照片不是很大,除了主要的周砚和马可波罗,其他人都没那么好辨认,但自己总是能一眼找到。
周砚把文章内容看了一遍,这篇文章主要以珍妮和马可波罗重返苏稽周村为切入点,刚好遇见周卫国娶曾安蓉,体验接亲、吃坝坝宴、搓麻将等活动。
对周卫国和曾安蓉的事迹也做了相关报道,一个重伤归来的一等功臣,一个拿了劳模的女厨师,两人相差十岁,结为连理,这个故事本身就足够吸引人了。
另外文章还花了一些篇幅,写了孔派众厨师齐献艺,美味坝坝宴引宾客争相好评。
这段看得孔派众人连连点头,还是相当给孔派面子的。
“孔二爷看了肯定高兴,又给孔派长脸了。”老罗笑道。
阿伟道:“我师父才高兴哦,你看指名道姓的说他任副总指挥,这种抛头露面的事,他最喜欢了。”
周砚也挺满意,因为作为新娘师父和新郎侄儿的他,作为掌勺主厨还是拿到了一些篇幅,还提了一嘴周二娃饭店。
“这个好。”赵铁英扭头跟周淼道:“三水,你去买几份送回去给妈看看,这可是好事。”
“要得。”周淼应了一声,推着车出门去了。
……
周村。
村委办公室。
周峰手里拿着一份报纸,拍着大腿道:“哎呀!这个沈记者,啷个选的照片嘛,我都站这么近了,还只给我拍了半张脸!”
“村长,你至少还露了半张脸嘛,我毛都不见一根。”会计站他旁边,嘀咕道。
周峰闻言也乐了,点头道:“你说的也对,毕竟我们不是主角嘛,比上回的后脑勺还是好得多”
“这可是嘉州日报的单独一版,牌面还是大哦,这周砚每回都能搞些大新闻出来,这年轻人太厉害了。”
高翠花有点坐不住了,阴阳怪气道:“动不动就请外国人来村里,崇洋媚外,我看他们家的思想多半有问题!
村长,我们还是要提防着点,说不定这两个外国人也不是啥子好人,是资本主义国家派来的间谍。”
周峰把手里的报纸放下,看着高翠花表情严肃道:“高翠花同志,你这样说我就要批评你了哈!
周毅老爷子当年是在抗美援朝战场上牺牲的,卫国是在对越自卫反击战中受伤致残的,周浩和周阳现在还在部队当兵,并且已经成为了年轻军官。”

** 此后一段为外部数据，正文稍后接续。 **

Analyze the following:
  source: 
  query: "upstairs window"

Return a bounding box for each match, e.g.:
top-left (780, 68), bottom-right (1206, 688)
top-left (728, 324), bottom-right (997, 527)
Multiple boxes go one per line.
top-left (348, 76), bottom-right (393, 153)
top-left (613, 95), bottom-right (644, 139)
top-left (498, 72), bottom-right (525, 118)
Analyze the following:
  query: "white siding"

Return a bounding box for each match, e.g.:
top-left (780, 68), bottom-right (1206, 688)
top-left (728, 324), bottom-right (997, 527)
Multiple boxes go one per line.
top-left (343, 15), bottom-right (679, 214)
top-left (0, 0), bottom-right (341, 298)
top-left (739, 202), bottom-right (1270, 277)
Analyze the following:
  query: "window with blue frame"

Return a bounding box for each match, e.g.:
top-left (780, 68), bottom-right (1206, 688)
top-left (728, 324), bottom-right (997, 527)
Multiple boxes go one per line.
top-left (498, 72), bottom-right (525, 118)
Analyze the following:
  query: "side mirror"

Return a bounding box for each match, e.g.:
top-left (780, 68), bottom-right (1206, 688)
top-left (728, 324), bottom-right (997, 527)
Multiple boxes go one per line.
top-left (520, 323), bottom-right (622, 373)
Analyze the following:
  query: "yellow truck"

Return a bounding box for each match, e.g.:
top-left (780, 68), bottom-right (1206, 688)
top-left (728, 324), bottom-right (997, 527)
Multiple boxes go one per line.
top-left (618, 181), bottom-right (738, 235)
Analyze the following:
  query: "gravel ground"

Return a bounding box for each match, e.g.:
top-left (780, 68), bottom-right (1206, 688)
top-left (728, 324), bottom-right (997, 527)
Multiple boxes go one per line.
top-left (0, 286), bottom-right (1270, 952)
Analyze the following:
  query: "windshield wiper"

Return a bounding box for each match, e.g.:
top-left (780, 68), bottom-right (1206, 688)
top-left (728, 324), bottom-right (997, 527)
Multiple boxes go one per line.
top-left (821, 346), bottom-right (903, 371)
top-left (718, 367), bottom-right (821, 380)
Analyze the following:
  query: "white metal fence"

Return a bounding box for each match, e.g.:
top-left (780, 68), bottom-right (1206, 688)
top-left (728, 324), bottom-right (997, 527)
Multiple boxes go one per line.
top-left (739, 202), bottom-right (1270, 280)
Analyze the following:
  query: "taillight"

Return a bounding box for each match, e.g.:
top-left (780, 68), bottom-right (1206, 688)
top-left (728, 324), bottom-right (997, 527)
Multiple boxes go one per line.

“我们周村,你可以说任何人思想有问题,但你不能去质疑他们家思想上有问题,你作为一个村干部,一个预备党员,啷个连这点觉悟都没得?”
高翠花张了张嘴,见屋里众人都表情严肃,把到了嘴边的话又给咽了回去,缩了缩脖子道:“我……我不是这个意思,我晓得他们确实做了很多贡献,我就是有点担心嘛。”
周峰冷声道:“收起你莫须有的担心,你看看昨天坝坝宴来了好多领导,他们还没你看得懂吗?”
……
“周师,这腊猪脚啷个吃?”阿伟把泡了一晚的腊猪蹄用火把猪皮烧了一道,看着周砚问道。
“一半拿来炖萝卜,一半拿来整个干锅腊猪蹄嘛。”周砚提着斩骨刀出来,先把这腊猪脚斩切成小块,然后一锅炖了。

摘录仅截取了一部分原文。